What does she do to make her dream true?

Find out in this beautiful story of ‘Miss Rumphius’ by Barbara Cooney

Age Rating – 6 – 10

Here are some helpful resources you can help your child with post reading the story.

https://www.prindleinstitute.org/books/miss-rumphius/

https://www.theatlantic.com/magazine/archive/2017/12/childrens-books-for-uncertain-times/544104/

 

  1. Timmy in Tangles by Shals Mahajan

 

 

As a self-read, this handy 70-page book by Duckbill is the right fit for a light-hearted read during that extra time in the lunch-break or for quickly making those yawning fits disappear during class breaks.

I loved the illustrations by Shreya Sen, just the perfect support for the kids to enter into Timmy’s world.

Shals Mahajan takes children in the small but engaging world of Timmy, where she creates and befriends characters out of her own splendid imagination, who have been Indianized in a way it seems they actually reside somewhere in our surrounding. While to adults they might seem too strange and conceptually unidentifiable, surprisingly, they work too well with the kids. They quickly begin to see them with the eyes of Timmy!

My favourites – ‘Kichoo the cockroach’, playing a cameo but his dreaded long-‘mooch’-tickling is enough to compensate for the rest of his absence.

My 6-year-old, Anhad’s favourite character – ‘Idli Amma’ as she too loves Idlis like him and feeds on story food!

And how about ‘hanging’ a book by the bedside? I do that with the signature hole in the corner of these duckbill books!

 

Age rating – 5-9 years

 

  1. The Velveteen Rabbit by Margery Williams

 

Excerpt from the story –

“What is REAL?” asked the Rabbit one day, when they were lying side by side near the nursery fender, before Nana came to tidy the room. “Does it mean having things that buzz inside you and a stick-out handle?”

“Real isn’t how you are made,” said the Skin Horse. “It’s a thing that happens to you. When a child loves you for a long, long time, not just to play with, but REALLY loves you, then you become Real.”

“Does it hurt?” asked the Rabbit.

“Sometimes,” said the Skin Horse, for he was always truthful. “When you are Real you don’t mind being hurt.”

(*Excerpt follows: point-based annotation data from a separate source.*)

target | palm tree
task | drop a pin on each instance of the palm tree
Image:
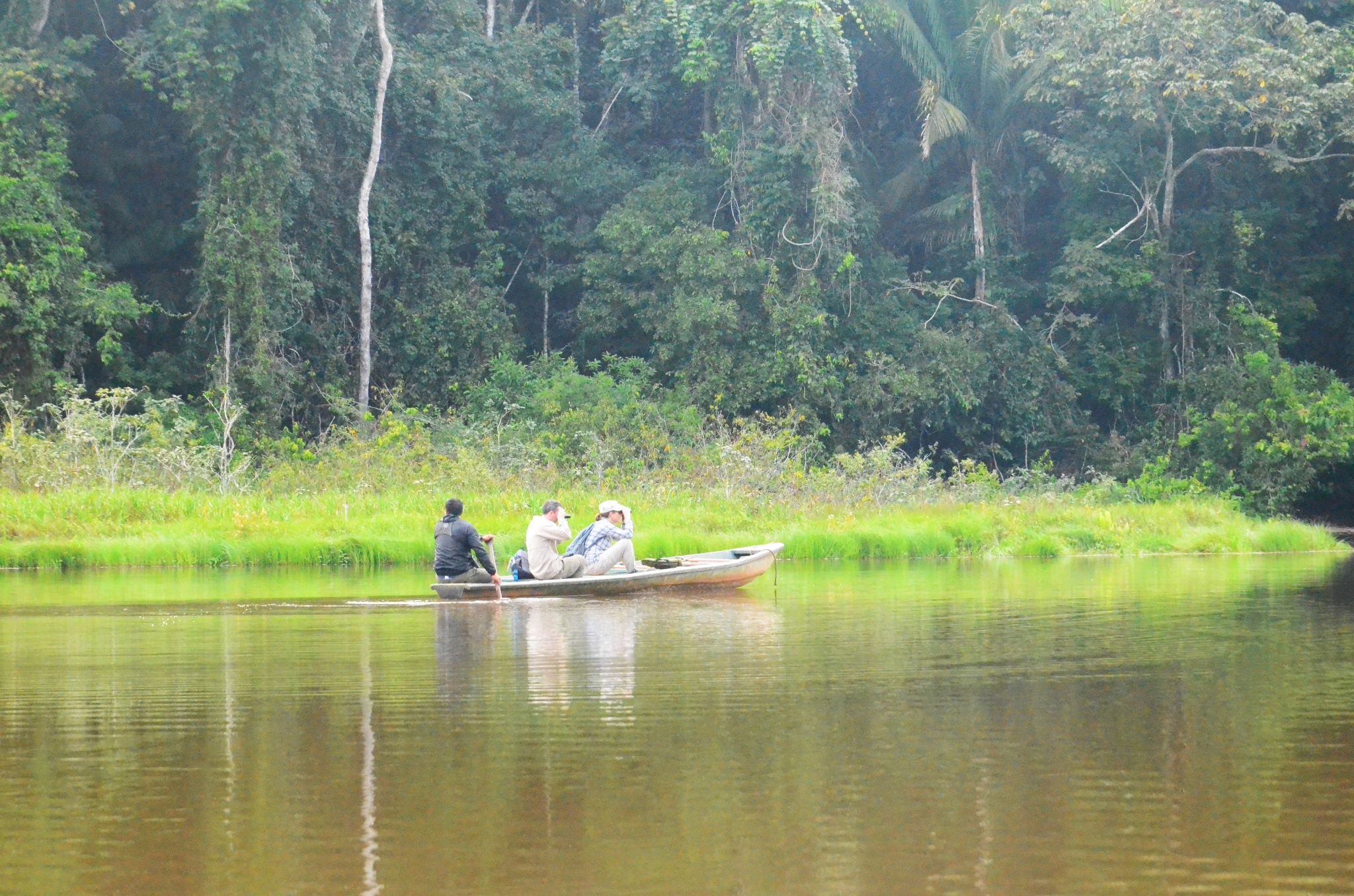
(970, 95)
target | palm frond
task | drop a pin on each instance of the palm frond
(941, 120)
(916, 45)
(902, 186)
(943, 222)
(934, 11)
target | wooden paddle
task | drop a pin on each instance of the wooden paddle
(495, 561)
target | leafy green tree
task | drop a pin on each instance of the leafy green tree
(1265, 428)
(58, 309)
(1151, 91)
(971, 95)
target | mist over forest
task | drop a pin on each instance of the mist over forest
(1090, 235)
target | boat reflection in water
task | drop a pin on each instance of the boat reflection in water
(585, 650)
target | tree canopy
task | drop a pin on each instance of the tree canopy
(1100, 232)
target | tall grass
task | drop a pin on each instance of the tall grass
(108, 528)
(372, 496)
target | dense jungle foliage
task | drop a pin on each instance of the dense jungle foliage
(1100, 235)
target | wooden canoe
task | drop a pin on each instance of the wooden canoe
(718, 569)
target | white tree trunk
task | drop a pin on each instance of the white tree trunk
(979, 240)
(40, 19)
(545, 326)
(387, 60)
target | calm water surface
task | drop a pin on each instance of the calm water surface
(1165, 726)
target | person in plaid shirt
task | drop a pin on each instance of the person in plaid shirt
(607, 541)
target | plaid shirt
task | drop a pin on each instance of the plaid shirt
(602, 535)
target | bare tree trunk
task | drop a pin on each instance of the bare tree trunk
(40, 20)
(979, 240)
(387, 60)
(578, 64)
(1174, 275)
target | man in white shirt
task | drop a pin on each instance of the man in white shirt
(545, 535)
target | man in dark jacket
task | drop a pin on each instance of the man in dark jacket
(456, 539)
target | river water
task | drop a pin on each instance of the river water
(1121, 726)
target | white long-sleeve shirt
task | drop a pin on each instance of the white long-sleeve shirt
(543, 541)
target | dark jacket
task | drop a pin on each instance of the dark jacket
(456, 539)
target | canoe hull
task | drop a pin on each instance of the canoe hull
(722, 570)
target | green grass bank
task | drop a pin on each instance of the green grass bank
(80, 528)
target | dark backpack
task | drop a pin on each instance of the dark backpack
(519, 568)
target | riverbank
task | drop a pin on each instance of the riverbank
(145, 527)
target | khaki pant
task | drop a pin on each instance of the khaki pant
(621, 552)
(573, 568)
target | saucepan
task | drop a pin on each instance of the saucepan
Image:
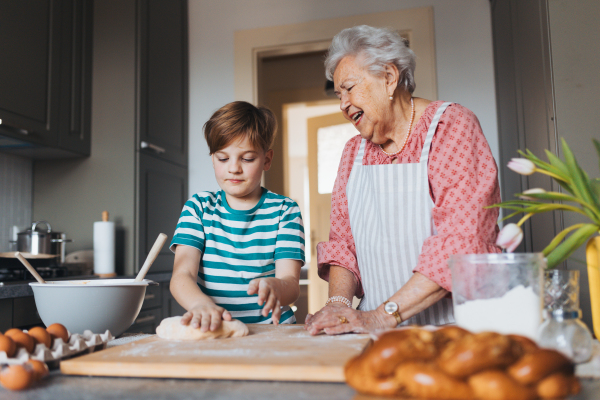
(36, 241)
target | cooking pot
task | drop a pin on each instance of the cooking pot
(36, 241)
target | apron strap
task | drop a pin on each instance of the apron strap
(431, 131)
(361, 153)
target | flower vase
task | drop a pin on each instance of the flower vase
(562, 328)
(593, 261)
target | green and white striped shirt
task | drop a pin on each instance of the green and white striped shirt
(240, 245)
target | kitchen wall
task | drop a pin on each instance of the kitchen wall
(15, 196)
(463, 43)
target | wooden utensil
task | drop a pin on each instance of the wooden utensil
(29, 267)
(158, 244)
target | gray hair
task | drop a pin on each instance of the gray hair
(377, 48)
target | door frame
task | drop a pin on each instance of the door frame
(252, 44)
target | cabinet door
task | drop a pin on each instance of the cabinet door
(163, 79)
(76, 71)
(29, 72)
(163, 191)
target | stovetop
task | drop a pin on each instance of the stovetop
(11, 270)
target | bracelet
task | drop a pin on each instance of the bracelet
(339, 299)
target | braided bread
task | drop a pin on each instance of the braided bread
(451, 363)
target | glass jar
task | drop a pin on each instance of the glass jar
(498, 292)
(562, 328)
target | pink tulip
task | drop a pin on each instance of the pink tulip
(521, 166)
(509, 237)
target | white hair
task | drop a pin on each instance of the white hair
(376, 47)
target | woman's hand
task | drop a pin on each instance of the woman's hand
(206, 316)
(337, 318)
(269, 292)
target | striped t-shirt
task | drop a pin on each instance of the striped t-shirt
(240, 245)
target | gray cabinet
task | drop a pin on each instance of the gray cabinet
(163, 77)
(45, 77)
(163, 190)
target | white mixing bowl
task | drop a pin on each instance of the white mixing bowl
(97, 304)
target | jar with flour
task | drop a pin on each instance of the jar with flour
(498, 292)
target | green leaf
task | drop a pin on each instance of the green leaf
(544, 207)
(559, 238)
(595, 184)
(512, 215)
(557, 162)
(597, 145)
(566, 248)
(579, 184)
(556, 196)
(541, 164)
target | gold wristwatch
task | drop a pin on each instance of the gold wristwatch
(392, 308)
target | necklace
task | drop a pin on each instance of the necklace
(412, 116)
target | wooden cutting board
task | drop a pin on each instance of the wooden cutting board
(285, 352)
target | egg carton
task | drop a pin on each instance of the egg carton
(78, 344)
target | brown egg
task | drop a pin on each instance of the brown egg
(21, 339)
(41, 336)
(7, 345)
(39, 368)
(16, 377)
(58, 331)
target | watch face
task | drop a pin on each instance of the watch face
(390, 307)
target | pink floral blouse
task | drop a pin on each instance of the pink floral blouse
(463, 178)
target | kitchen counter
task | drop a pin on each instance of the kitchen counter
(65, 387)
(11, 290)
(58, 386)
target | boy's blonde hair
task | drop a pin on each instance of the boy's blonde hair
(237, 120)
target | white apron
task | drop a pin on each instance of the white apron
(390, 217)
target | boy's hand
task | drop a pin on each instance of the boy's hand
(269, 292)
(207, 316)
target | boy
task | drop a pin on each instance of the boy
(245, 243)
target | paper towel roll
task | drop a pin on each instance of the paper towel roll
(104, 248)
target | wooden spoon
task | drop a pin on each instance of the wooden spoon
(29, 267)
(160, 242)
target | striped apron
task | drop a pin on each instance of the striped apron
(390, 218)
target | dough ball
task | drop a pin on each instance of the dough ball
(172, 329)
(58, 331)
(21, 339)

“Does it happen all at once, like being wound up,” he asked, “or bit by bit?”

No.. It takes a long time. That’s why it doesn’t often happen to people who break easily, or have sharp edges, or who have to be carefully kept, answered the skin horse.

******

Can the concept of love be more beautifully interposed with children than this? This story of love spoken from the perspective of a toy velvet rabbit blurs out the world outside and spotlights the two characters of the rabbit being loved so whole-heartedly in the most passionate, purest form of love that it comes to life – from the toy world to human, and the distant but familiar character of the young boy who loves his toy rabbit unconditionally!

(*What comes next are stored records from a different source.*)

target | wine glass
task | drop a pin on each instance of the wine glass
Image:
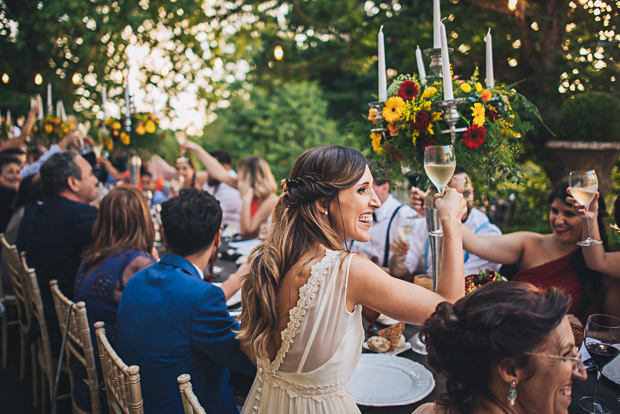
(602, 336)
(583, 187)
(439, 164)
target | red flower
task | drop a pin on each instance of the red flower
(474, 136)
(491, 113)
(422, 121)
(427, 142)
(408, 90)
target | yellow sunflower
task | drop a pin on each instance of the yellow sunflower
(393, 109)
(376, 143)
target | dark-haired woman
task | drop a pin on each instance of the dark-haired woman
(505, 348)
(548, 259)
(301, 314)
(124, 235)
(597, 257)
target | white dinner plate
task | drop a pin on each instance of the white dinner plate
(397, 351)
(612, 370)
(385, 380)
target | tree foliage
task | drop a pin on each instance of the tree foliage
(278, 125)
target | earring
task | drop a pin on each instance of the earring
(512, 392)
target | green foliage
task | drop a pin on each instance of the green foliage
(590, 116)
(277, 125)
(528, 208)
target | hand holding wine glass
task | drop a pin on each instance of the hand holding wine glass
(602, 337)
(583, 188)
(439, 164)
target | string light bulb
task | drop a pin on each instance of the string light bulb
(512, 5)
(278, 53)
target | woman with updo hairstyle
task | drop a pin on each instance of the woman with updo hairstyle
(505, 348)
(302, 298)
(124, 235)
(255, 182)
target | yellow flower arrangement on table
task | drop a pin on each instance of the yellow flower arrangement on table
(143, 133)
(489, 131)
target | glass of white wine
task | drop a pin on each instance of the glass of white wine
(583, 188)
(439, 164)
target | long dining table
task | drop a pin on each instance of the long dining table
(609, 391)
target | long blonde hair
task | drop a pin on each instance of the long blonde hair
(297, 228)
(254, 173)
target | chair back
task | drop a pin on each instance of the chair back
(122, 383)
(190, 401)
(21, 284)
(79, 343)
(36, 307)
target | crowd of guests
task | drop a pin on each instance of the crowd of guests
(161, 315)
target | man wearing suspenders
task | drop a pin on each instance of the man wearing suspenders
(384, 228)
(414, 255)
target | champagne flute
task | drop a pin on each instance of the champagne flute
(602, 336)
(439, 164)
(583, 187)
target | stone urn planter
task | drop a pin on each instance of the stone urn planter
(583, 156)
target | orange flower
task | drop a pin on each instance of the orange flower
(486, 95)
(393, 129)
(372, 114)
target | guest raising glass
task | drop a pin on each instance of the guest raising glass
(301, 316)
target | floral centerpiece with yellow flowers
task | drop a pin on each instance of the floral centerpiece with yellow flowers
(143, 134)
(51, 129)
(489, 130)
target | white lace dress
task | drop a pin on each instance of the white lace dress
(320, 349)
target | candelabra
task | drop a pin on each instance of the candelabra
(451, 116)
(435, 55)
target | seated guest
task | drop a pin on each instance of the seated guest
(171, 322)
(255, 183)
(54, 234)
(414, 255)
(505, 348)
(229, 198)
(124, 235)
(384, 227)
(9, 183)
(597, 258)
(547, 260)
(29, 191)
(148, 185)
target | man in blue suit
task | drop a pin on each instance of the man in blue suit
(171, 322)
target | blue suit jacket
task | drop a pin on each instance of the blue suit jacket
(171, 322)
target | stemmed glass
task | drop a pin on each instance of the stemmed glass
(583, 188)
(602, 336)
(439, 164)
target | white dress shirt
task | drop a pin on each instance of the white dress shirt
(379, 227)
(419, 257)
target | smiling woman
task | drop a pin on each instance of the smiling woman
(547, 260)
(506, 347)
(301, 320)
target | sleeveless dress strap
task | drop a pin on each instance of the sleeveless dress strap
(321, 310)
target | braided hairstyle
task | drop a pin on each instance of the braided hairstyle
(298, 227)
(465, 341)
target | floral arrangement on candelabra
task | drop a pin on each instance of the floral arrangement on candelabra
(485, 132)
(139, 133)
(51, 129)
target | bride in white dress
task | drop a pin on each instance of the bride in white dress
(301, 317)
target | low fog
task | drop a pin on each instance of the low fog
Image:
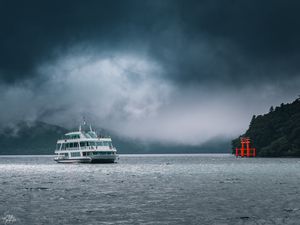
(129, 94)
(173, 72)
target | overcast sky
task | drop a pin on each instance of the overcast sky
(180, 72)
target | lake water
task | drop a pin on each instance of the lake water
(151, 189)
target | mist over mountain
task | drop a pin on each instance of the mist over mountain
(276, 133)
(39, 138)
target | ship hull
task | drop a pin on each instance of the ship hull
(93, 159)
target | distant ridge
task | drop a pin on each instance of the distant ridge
(277, 133)
(39, 138)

The rabbit waits for the day when the boy chooses him as his playmate and wants to be a REAL rabbit to be able to LIVE with the boy he loves forever.

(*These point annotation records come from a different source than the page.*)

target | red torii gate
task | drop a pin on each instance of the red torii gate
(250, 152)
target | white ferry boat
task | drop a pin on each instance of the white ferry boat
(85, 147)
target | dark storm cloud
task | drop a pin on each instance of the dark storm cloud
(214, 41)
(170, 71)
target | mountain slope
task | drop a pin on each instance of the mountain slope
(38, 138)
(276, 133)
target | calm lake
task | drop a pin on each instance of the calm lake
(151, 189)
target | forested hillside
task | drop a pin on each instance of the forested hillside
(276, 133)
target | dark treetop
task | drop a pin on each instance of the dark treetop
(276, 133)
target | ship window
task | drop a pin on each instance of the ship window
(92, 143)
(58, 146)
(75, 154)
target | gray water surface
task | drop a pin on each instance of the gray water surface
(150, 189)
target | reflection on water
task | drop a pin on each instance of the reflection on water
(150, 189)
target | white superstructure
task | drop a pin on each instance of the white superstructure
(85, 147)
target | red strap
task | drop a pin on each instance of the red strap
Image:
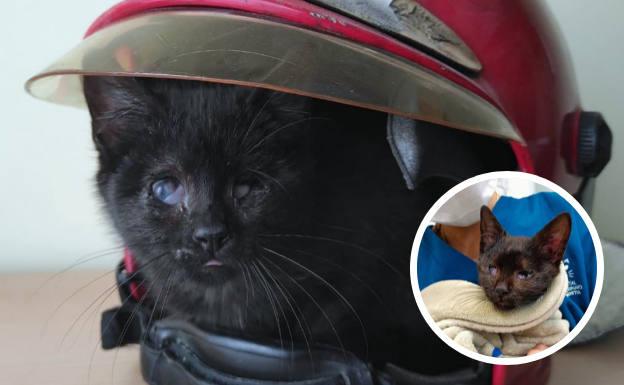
(136, 290)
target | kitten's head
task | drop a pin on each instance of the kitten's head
(515, 271)
(192, 173)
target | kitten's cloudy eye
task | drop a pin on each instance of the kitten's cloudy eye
(168, 190)
(524, 274)
(241, 190)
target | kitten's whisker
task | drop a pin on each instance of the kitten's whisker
(67, 299)
(108, 325)
(109, 290)
(340, 242)
(79, 261)
(354, 276)
(283, 293)
(267, 176)
(134, 314)
(252, 125)
(270, 298)
(315, 302)
(331, 287)
(279, 305)
(288, 125)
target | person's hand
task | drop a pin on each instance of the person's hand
(537, 348)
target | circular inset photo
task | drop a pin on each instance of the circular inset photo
(507, 268)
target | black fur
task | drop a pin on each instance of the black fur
(318, 249)
(516, 271)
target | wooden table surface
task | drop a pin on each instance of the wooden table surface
(49, 335)
(49, 332)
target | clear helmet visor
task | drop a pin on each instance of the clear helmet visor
(234, 48)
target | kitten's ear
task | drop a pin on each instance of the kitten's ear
(491, 230)
(113, 103)
(553, 238)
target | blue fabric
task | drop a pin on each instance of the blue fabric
(438, 261)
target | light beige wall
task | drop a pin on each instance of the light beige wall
(594, 31)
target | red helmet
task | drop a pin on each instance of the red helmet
(495, 68)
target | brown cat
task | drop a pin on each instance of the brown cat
(516, 270)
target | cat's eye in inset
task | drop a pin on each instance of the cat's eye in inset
(524, 274)
(168, 190)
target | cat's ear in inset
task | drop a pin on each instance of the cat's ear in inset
(553, 238)
(491, 229)
(114, 102)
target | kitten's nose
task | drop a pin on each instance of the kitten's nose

It intrigues children to think philosophically about what is ‘real’ – a physical form, being loved enough that makes us real, or being present in flesh and blood.

And then it answers very subtly – that a physical form is not being real, being in flesh and blood isn’t reality alone but being LOVED ENOUGH is!

What makes you real?

The capacity to love and be loved enough!

*****

While this is a personal round-up of books to read with your child this June, there are lots to explore from the Indian English and Hindi books as well.